Une adolescente de Perth est confrontée à la possibilité de ne plus jamais marcher. Molly Day, âgée de 19 ans, a révélé que son addiction aux cartouches de gaz hilarant, communément appelées « nangs », a atteint un stade où elle nécessite désormais de l’aide pour les activités de base. Cela inclut manger, marcher et se doucher.
L’addiction de Molly a rapidement escaladé, avec sa consommation quotidienne de deux litres de gaz. « Je suis devenue rapidement dépendante et je ne pouvais pas contrôler l’envie. Une fois que j’en avais fini une, j’en voulais de plus en plus », a-t-elle expliqué. « Il y a deux semaines, j’étais une jeune femme en bonne santé capable de marcher et de prendre soin de moi. Maintenant, je suis complètement dépendante. J’ai perdu ma capacité à marcher et je n’ai plus aucun contrôle sur quoi que ce soit. C’est incroyablement dangereux. »
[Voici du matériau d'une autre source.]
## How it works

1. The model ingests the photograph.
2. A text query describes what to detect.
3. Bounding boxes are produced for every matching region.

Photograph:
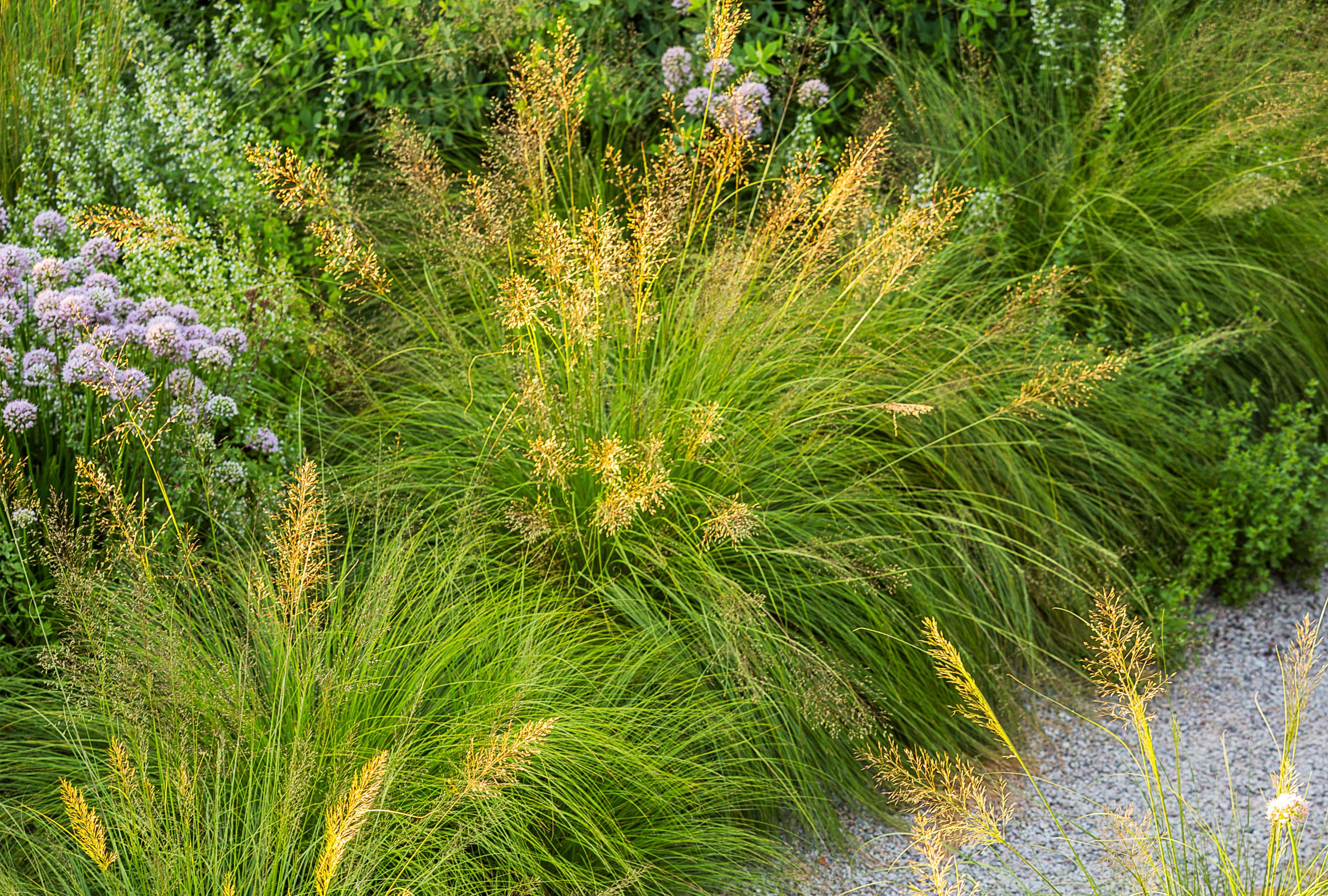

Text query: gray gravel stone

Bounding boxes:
[782,576,1328,896]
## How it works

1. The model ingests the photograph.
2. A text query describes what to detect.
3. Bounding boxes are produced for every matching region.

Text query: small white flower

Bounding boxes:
[1268,791,1309,827]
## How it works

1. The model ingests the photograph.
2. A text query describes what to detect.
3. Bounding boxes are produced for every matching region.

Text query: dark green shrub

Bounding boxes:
[1185,393,1328,604]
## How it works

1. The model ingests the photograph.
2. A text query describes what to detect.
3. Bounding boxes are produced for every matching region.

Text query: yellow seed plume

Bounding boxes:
[705,0,752,60]
[1274,613,1325,794]
[60,778,116,873]
[313,750,388,896]
[244,145,332,208]
[272,461,332,620]
[73,204,189,250]
[865,739,1011,844]
[458,715,558,799]
[106,738,138,796]
[701,495,760,551]
[872,401,936,435]
[922,619,1011,746]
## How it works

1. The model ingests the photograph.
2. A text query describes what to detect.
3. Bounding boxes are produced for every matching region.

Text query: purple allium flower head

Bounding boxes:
[78,236,120,271]
[84,271,120,296]
[0,244,32,295]
[23,349,58,386]
[60,258,92,283]
[32,258,69,289]
[145,315,189,361]
[683,88,717,115]
[244,426,282,454]
[106,296,138,321]
[194,345,234,370]
[110,368,153,401]
[701,60,736,90]
[0,295,27,338]
[216,327,248,354]
[53,291,97,336]
[714,94,764,137]
[166,305,198,327]
[90,324,124,349]
[166,368,207,404]
[4,398,37,433]
[798,78,830,109]
[660,46,692,93]
[733,80,770,109]
[32,289,60,332]
[212,461,248,486]
[203,396,240,419]
[120,324,147,348]
[32,208,69,242]
[62,342,116,388]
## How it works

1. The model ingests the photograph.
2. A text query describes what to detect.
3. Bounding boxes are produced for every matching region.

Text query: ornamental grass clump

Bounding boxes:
[863,591,1328,896]
[0,462,777,896]
[311,7,1220,808]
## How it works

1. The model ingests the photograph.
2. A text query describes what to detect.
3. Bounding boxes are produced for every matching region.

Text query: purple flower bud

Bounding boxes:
[110,368,153,401]
[78,236,120,271]
[194,345,232,370]
[185,324,216,342]
[4,398,37,433]
[32,258,69,289]
[244,426,282,454]
[106,296,142,323]
[32,210,69,242]
[203,396,240,419]
[798,78,830,109]
[683,88,717,115]
[212,461,248,486]
[146,315,189,361]
[62,342,116,388]
[0,296,24,338]
[120,324,147,348]
[23,349,58,386]
[90,324,124,349]
[733,80,770,109]
[701,60,736,90]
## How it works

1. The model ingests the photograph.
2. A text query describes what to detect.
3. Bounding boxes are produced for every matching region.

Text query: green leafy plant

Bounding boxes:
[1183,388,1328,604]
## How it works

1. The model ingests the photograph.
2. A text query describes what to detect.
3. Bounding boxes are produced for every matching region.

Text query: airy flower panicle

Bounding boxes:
[1266,791,1309,827]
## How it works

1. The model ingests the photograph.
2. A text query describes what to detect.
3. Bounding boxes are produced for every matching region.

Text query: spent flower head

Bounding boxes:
[1266,791,1309,827]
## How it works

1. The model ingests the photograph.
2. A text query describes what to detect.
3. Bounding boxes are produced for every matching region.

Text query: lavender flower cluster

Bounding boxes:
[660,46,830,138]
[0,211,280,470]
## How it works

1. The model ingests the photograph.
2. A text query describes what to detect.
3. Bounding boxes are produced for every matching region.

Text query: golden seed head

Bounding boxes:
[313,750,388,896]
[60,778,117,873]
[701,495,760,551]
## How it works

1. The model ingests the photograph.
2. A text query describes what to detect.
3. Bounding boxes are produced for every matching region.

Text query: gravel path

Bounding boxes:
[785,575,1328,896]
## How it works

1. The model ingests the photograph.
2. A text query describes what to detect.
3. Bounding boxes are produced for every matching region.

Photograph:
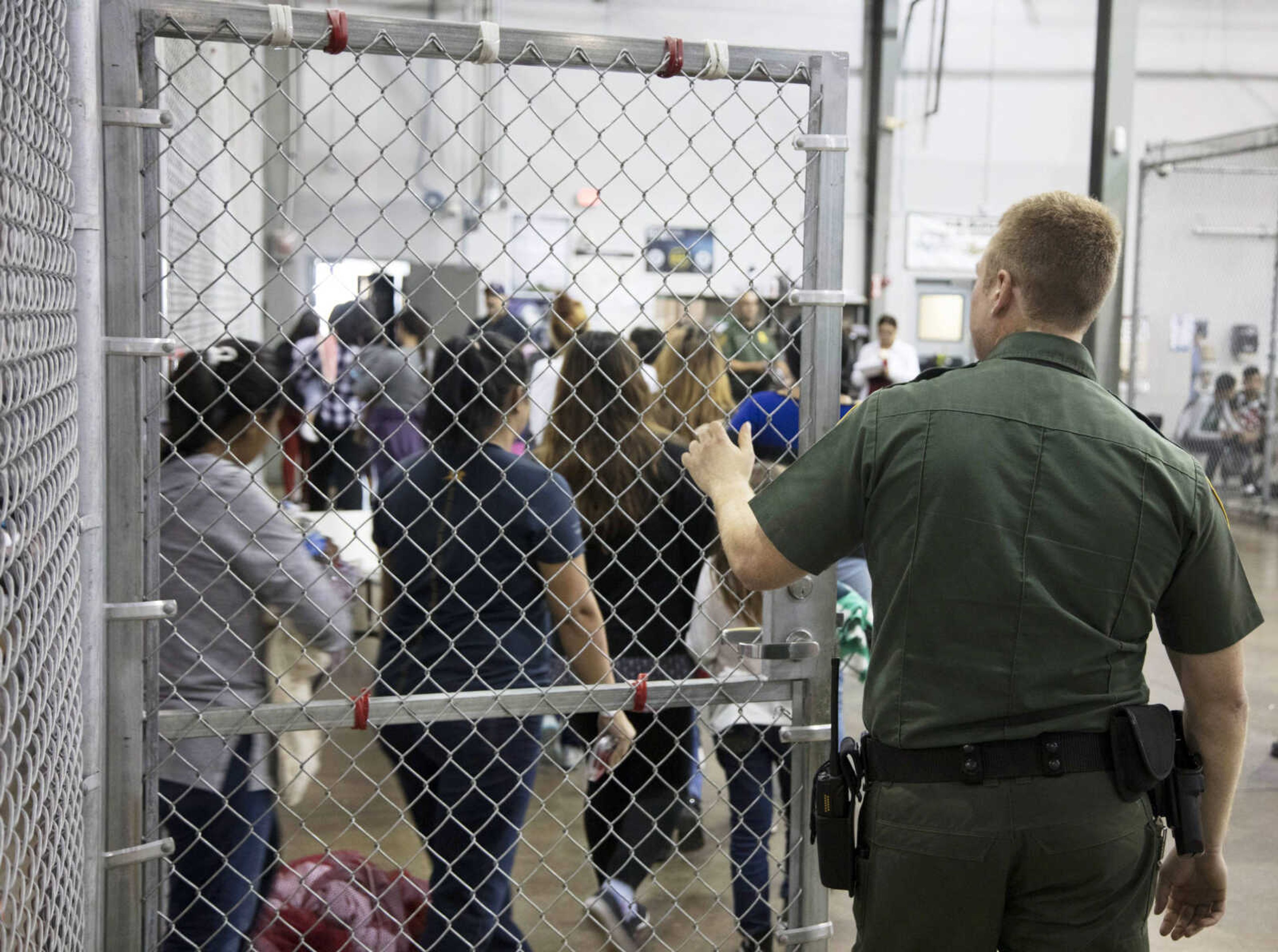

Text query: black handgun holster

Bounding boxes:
[1109,704,1205,856]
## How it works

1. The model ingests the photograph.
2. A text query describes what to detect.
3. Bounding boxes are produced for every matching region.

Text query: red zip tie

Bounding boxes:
[630,671,648,714]
[323,9,350,52]
[351,687,368,731]
[657,36,684,79]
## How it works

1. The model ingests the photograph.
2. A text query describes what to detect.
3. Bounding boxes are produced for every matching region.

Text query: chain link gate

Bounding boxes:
[0,3,84,949]
[1129,126,1278,514]
[107,3,847,949]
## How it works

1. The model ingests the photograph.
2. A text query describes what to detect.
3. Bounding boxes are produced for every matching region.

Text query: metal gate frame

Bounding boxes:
[101,0,849,949]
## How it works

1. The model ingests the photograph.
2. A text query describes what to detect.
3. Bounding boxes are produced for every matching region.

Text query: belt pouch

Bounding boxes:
[1109,704,1176,803]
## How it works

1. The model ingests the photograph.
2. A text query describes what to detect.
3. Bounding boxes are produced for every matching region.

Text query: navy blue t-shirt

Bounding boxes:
[373,444,584,694]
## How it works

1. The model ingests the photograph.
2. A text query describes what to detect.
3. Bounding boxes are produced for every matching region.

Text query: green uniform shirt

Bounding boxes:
[722,314,777,363]
[753,332,1261,748]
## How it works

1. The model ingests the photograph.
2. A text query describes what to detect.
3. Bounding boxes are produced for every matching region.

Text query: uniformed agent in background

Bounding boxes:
[685,192,1261,952]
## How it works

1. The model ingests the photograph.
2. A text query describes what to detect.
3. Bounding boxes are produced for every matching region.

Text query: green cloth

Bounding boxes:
[852,772,1163,952]
[721,314,778,364]
[751,332,1261,748]
[835,590,874,684]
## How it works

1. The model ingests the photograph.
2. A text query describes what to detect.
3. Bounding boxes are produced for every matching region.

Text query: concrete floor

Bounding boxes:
[281,524,1278,952]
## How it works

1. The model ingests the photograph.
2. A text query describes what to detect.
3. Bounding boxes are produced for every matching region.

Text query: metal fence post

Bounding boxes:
[101,0,148,949]
[771,46,847,951]
[67,4,106,952]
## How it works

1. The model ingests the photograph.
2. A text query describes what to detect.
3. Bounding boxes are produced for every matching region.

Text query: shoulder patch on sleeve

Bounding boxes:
[1202,476,1229,525]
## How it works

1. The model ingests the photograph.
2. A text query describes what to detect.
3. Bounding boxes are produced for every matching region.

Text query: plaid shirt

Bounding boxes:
[293,337,364,431]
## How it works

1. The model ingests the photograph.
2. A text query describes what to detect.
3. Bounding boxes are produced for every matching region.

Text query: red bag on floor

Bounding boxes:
[253,850,427,952]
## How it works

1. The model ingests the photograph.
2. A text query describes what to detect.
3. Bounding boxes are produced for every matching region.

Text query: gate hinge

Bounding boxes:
[781,724,829,744]
[794,133,847,152]
[777,923,835,946]
[102,106,172,129]
[102,836,174,869]
[102,337,178,356]
[102,598,178,621]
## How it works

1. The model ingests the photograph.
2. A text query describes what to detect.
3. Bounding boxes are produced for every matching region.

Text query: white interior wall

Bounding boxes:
[186,0,1278,363]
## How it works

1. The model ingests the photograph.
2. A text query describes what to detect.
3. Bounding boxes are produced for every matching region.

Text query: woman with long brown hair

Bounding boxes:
[652,324,734,440]
[540,331,716,949]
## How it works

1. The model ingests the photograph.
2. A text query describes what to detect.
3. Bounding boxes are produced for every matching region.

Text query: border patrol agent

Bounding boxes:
[685,192,1261,952]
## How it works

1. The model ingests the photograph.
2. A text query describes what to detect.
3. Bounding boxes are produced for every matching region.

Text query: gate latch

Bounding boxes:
[102,598,178,621]
[792,133,847,152]
[723,628,820,661]
[777,923,835,946]
[102,106,172,129]
[781,724,829,744]
[102,337,178,356]
[102,836,175,869]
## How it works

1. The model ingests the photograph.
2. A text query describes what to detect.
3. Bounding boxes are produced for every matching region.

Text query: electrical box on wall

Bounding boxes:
[1229,324,1260,358]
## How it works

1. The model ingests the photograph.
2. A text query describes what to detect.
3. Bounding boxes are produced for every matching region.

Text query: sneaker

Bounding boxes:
[585,889,652,952]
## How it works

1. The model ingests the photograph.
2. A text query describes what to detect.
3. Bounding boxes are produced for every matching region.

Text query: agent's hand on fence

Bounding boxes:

Le gouvernement de l’Australie-Occidentale a mis en place de nouvelles lois l’année dernière en réponse à ce problème. Elles visaient à restreindre la vente des cartouches de gaz hilarant. Cependant, la mère de Molly, Nicky Day, estime qu’il est nécessaire d’agir davantage. Nicky a découvert plus de 30 cartouches de trois litres dans la chambre de sa fille avant que Molly ne soit admise à l’hôpital. « Le gouvernement doit se réveiller et agir. C’est complètement inacceptable. Il ne devrait pas être possible pour un jeune de 16 ans d’obtenir facilement ces substances », a-t-elle affirmé. Bien que le protoxyde d’azote, communément appelé nangs, soit souvent considéré comme une drogue « sûre », les experts du Centre national de recherche sur les drogues et l’alcool (NDARC) de l’UNSW Sydney affirment que cette croyance est loin d’être exacte, car une utilisation à long terme peut entraîner des dommages cérébraux et nerveux. De manière alarmante, le nombre d’Australiens qui utilisent les nangs, notamment lors de fêtes déguisées, est en augmentation.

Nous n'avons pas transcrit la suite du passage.